Is the Next Generation Ready to Take Over Your Business?
Having your child work in the family business that you helped grow from the ground up may be the thing you are most proud of, possibly in your entire life. Knowing your business will not die with you can be a truly liberating feeling. But when you do not own 100% of the company, and you have a business partner to answer to, that means that your child has to answer to him, as well. Of course, the same goes equally for your business partner’s child, who has to answer to you. But if neither of you sees everything that the other’s child does, how do you evaluate their performance?
For example, suppose your business partner’s child works on the plant floor, learning the business from the ground up. How do you know if he is doing a good job? Even if your supervisor tells you that he is, is it true? Or, does the supervisor believe that your business partner’s son is his future boss? If he does, can you trust that you are getting an independent assessment of his skills and talents? Or do your current employees simply want to curry favor, leading them to give favorable reviews out of a sense of self-preservation?
The question goes both ways, of course. If your child is receiving “rave reviews” from your supervisory staff, is your staff just sucking up to you?
The ability to accurately assess the talents of the next generation may not be important to you, especially if it’s your own child being discussed. Not surprisingly, many small-to-medium-sized businesses think this is a greater issue when it’s their partner’s child under the microscope. But this issue may be more critical than you realize.
The abilities of those who will take over from you will directly affect whether the company remains a success while you are supposed to be enjoying retirement. One set of clients learned the hard way that their own children were incompetent. The clients decided to sell the business to the children over time, rather than to an independent purchaser for cash up front. Within two years, it was apparent that both of the founders would have to come out of retirement to save their business, as well as their retirement income, from ruination.

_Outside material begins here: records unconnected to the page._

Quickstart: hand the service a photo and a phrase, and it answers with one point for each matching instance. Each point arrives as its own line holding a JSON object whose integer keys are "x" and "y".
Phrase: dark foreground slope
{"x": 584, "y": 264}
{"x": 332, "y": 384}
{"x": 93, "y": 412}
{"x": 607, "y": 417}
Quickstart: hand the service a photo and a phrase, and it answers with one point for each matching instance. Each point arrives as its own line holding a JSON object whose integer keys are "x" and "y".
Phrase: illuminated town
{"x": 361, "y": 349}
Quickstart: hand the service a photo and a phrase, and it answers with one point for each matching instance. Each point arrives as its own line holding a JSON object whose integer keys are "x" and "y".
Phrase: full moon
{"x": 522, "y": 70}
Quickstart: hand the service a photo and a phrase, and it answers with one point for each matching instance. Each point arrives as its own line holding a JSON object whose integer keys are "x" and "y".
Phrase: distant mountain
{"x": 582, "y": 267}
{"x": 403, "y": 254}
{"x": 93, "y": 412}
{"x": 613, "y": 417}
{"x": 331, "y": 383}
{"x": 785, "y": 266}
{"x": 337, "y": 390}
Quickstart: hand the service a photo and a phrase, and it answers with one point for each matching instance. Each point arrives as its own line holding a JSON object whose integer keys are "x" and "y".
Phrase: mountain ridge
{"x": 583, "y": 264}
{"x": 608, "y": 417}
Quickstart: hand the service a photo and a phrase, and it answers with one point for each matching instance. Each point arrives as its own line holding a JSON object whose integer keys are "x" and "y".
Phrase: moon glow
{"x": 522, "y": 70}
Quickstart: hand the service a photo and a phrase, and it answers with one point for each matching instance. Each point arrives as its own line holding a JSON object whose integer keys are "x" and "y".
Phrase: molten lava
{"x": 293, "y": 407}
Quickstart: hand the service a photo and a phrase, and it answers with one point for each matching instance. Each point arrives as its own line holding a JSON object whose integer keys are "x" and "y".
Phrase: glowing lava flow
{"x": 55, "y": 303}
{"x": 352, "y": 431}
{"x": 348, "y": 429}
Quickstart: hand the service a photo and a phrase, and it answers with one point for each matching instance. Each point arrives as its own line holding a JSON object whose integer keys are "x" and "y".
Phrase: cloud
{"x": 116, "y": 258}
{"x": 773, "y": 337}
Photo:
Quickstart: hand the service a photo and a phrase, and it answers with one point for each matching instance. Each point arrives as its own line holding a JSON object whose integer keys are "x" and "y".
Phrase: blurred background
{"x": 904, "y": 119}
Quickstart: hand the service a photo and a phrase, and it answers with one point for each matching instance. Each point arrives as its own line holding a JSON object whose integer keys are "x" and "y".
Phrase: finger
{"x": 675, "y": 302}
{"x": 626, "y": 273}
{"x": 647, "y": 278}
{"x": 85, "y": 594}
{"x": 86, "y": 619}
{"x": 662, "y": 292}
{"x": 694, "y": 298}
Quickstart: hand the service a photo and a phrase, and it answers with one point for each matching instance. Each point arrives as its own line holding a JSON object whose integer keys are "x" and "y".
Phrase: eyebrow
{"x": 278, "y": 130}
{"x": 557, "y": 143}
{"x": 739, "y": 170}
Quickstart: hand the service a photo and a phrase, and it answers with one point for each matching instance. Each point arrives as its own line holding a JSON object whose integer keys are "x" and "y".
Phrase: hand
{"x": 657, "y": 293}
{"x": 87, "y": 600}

Ensuring quality management into the future can also avoid ruinous shareholder dispute litigation. Allotting equal pay and responsibility to both succeeding children, when one is a superstar, and the other is incompetent, is a recipe for disaster; resentment and expensive litigation between business partners often results from such a situation. Sometimes, it is far better for one child to manage the company, while the other has a lesser role equal to his talents. As long as both have an equal ownership stake, they would be serving the company’s best interests.
Obviously, if there were a way for you to determine for yourself how well your respective children are performing, that would be ideal. But this often is not possible for a variety of reasons. Or one partner may think that his child is fantastic, but that his partner’s child has much room for improvement – while the other partner sees it exactly the opposite way. Then what?
In my last posting (discussing Second Generation Shareholder Litigation), I discussed the wisdom of setting up the successor generation with a mechanism to have compensation set by an outside consultant, to avoid shareholder dispute litigation over salaries taken. A similar thing can be done with performance evaluation, although it may not be easy, depending on the type of business involved. If an outside consultant is impractical, having reviews and assessments performed by your most trusted senior manager, who has no fear of retribution from the next generation, can also lead to a more impartial result. If at all possible, having an assessment performed by someone truly independent, who does not fear reprisal, could save you and your business partner from literally putting the company, and your respective futures, into the wrong hands.